I read an article in The Michigan Daily last week about the debate between Julie Bindel and Milo Yiannopoulos that took place on February 23rd on the University of Michigan campus. The two British writers – Bindel a self-described feminist, Yiannopolous an editor at the conservative website Breitbart.com – discussed whether feminism impedes free speech during the event, which was sponsored by The Michigan Review.

At the same time just across the Diag, the Spectrum Center, U of M’s primary resource and support center for LGBTQ students, extended their evening hours to provide “an alternative space for students who felt threatened by the debate,” according to the Daily article. Organizations at other universities have created ‘safe spaces,’ but as a Michigan alum this one bothered me, my mood darkening with the February sky as I drove home that evening.

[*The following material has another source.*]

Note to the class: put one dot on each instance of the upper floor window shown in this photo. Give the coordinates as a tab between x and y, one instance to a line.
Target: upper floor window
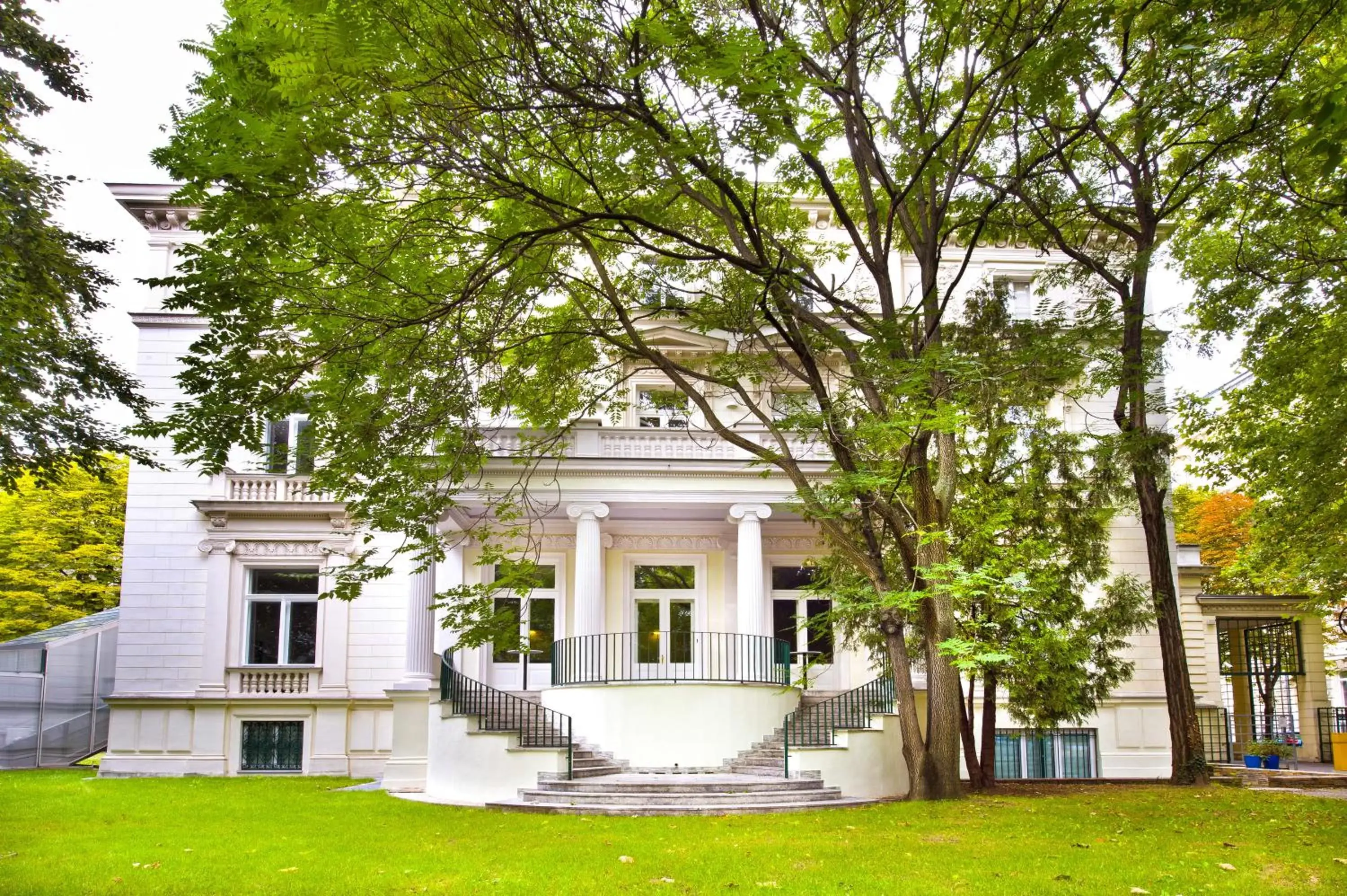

If a student doesn’t want to hear Milo Yiannopoulos speak, he shouldn’t attend the event. It is that simple. But safe spaces, by asserting the need for protection from ideas, imply that comfort is more important than critical thinking. That closing oneself off from alternate views is better than standing up for one’s own. That campus leaders at the Spectrum Center can decide for the student body which viewpoints are legitimate and which should be avoided.

We are traveling down a dangerous path. Among the many attempts to silence speech on campuses, the last year has seen Yale students try to have a professor removed from her residential position for posing a thoughtful question and students at Wesleyan attempt to defund a student newspaper after it published an opinion piece to which they objected. And somehow incidents like this have become a trend – a trend that will do a great deal more to set us back than it ever will to move us forward.

Maybe many others have already expressed these thoughts in one form or another. Maybe there will be negative repercussions for writing this post. But the latter is exactly why I still feel the need to say these things.  What do you think?  Should there be safe spaces, or do safe spaces do more to harm the free flow of ideas than encourage it?

Mackinac Island

 

2 thoughts on “On Safe Spaces and Freedom of Speech

  1. Nicole

    For me, your post was spot on. When I was in college 30 some years ago, it was my intention to learn and absorb views different from my own. I welcomed it. It was a time to be open to opposing views from professors and students and to utilize this information to formulate my own conclusions. Our reluctance to feel uncomfortable and seek “safe places” is, in my opinion, only doing students of today a disservice, for the world is filled with adversity and differing viewpoints. Safe spaces contradict the goal of higher education and free speech. Understanding ideologies that make us uncomfortable is the foundation to developing one’s own ideology and to the growth of our college students.